CMEC also has a publication out which goes into more depth at the provincial level (available here).  The short story is our four big provinces do well across the board but the little ones less so (in some cases much less so).  Worth a glance if comparing provinces rather than countries is your thing.

One final little nugget from the report: the survey taken by students asks if the students see themselves heading towards a Science-based career in the future.  In Canada, 34% said yes, the second highest of any country in the survey (after the US).  I’d like to think this will put to rest all the snarky remarks about how kids aren’t sufficiently STEM-geared these days (<cough> Ken Coates <cough>), but I’m not holding my breath.

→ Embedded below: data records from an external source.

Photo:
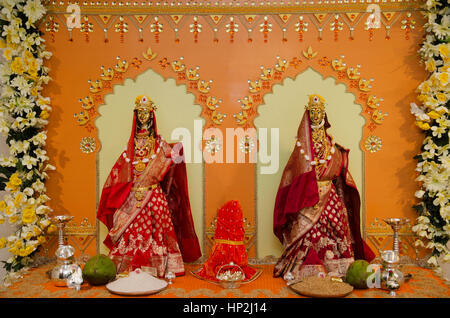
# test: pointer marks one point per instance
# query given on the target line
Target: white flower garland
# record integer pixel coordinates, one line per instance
(24, 114)
(432, 116)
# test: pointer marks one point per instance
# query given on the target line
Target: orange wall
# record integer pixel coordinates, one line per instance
(393, 64)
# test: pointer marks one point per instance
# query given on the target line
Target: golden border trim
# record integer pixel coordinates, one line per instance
(204, 9)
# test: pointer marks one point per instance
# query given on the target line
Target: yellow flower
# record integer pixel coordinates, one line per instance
(44, 115)
(2, 242)
(425, 87)
(42, 239)
(36, 231)
(18, 244)
(34, 91)
(7, 54)
(431, 66)
(28, 55)
(13, 219)
(434, 114)
(443, 77)
(17, 66)
(443, 49)
(8, 210)
(13, 250)
(51, 229)
(15, 180)
(18, 200)
(441, 97)
(28, 215)
(422, 125)
(423, 98)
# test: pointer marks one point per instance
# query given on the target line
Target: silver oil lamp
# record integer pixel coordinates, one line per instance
(391, 275)
(66, 272)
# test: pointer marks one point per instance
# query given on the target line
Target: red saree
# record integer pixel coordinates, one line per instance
(149, 218)
(317, 213)
(228, 245)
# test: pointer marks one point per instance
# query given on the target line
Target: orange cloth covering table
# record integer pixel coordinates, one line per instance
(228, 246)
(36, 284)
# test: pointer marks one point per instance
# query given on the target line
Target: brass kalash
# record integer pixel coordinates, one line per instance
(66, 273)
(391, 275)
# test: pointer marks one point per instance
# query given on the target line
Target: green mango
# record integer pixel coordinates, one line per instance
(99, 270)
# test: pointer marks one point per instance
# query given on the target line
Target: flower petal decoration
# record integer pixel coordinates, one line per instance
(24, 114)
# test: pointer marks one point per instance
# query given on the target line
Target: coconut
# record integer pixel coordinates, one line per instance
(357, 274)
(99, 270)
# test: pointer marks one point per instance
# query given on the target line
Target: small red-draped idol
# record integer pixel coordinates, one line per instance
(317, 207)
(145, 202)
(229, 250)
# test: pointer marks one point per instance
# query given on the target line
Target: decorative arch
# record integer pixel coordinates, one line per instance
(337, 68)
(129, 69)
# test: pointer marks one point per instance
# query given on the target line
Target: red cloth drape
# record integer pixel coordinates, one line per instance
(298, 189)
(118, 186)
(229, 244)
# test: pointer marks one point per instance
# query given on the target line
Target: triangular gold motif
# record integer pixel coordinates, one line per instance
(285, 17)
(320, 16)
(216, 18)
(105, 18)
(250, 18)
(176, 18)
(389, 15)
(352, 16)
(140, 18)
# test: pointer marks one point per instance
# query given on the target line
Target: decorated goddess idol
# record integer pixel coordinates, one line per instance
(317, 208)
(145, 203)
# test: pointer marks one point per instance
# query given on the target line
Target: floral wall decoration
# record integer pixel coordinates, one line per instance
(24, 114)
(432, 116)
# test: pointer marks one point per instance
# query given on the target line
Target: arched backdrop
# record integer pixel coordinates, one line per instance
(227, 57)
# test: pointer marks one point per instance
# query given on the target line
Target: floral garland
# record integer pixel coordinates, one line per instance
(433, 222)
(24, 114)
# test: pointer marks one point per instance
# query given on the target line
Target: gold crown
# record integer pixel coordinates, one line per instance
(316, 100)
(143, 101)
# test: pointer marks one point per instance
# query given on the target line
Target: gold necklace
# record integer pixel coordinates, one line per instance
(143, 152)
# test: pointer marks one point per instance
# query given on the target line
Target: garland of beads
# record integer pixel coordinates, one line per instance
(145, 160)
(315, 162)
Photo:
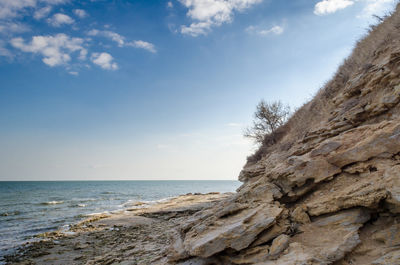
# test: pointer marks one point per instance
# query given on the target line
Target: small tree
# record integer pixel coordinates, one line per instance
(267, 118)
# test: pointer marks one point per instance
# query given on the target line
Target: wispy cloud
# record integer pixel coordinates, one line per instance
(276, 30)
(121, 40)
(331, 6)
(55, 50)
(42, 12)
(376, 7)
(80, 13)
(212, 13)
(13, 27)
(12, 8)
(234, 124)
(371, 7)
(143, 45)
(104, 60)
(59, 19)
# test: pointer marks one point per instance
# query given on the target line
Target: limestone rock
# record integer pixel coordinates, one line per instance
(278, 245)
(236, 232)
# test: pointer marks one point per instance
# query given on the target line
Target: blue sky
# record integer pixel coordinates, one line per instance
(157, 89)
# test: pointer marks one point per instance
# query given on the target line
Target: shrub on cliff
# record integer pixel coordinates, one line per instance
(269, 116)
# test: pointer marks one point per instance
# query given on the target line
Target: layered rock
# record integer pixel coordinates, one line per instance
(328, 191)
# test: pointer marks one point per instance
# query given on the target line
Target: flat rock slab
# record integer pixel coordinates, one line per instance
(235, 231)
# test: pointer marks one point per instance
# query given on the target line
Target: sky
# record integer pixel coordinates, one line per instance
(150, 90)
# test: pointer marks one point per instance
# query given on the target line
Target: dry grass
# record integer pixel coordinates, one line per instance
(379, 38)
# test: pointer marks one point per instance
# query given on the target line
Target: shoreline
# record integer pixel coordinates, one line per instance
(137, 235)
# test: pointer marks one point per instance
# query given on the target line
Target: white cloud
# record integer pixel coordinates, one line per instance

Statscan Report on Youth Employment

Statistics Canada’s put out some interesting data youth employment by Rene Morisette on Monday.  It’s one of those half-full/half-empty stories: the youth unemployment rate is back down to 13% where it was in 1976 (and hence lower than it has been for most of the intervening 40 years), but the percentage of youth working full-time has dropped.  The tricky part of this analysis – not really covered by the paper – is that the comparison in both time periods excludes students.  That makes for a tricky comparison because there are proportionately about 3 times as many students as there were 40 years ago.  To put that another way, there are a lot fewer bright kids – that is, the kind likely to get and keep jobs – not in school now than in 1976.  So it’s not quite an apples-to-apples comparison and it’s hard to know what having more young people in school actually does to the employment rate.

Aside from data on employment rates, the report (actually a condensation of some speaking notes and graphs from a presentation made earlier this year) also includes a mishmash of other related data, from differing recent youth employment trends in oil provinces vs. non-oil provinces (short version: they’re really different) to gender differences in graduate wage premiums (bigger for women than men, which may explain participation rate differences), to trends in overall graduate wage premiums.  Intriguingly, these rose through the 80s and 90s but are now declining back to 1980 levels, though whether that is due to an increase in the supply of educated labour or reflects broader changes in the labour market such as the “Great Reversal” in the demand for cognitive skills that UBC’s David Green and others have described is a bit of a mystery.

But don’t take my word for it: have a skim through the report (available here).  Well worth a few minutes of your time.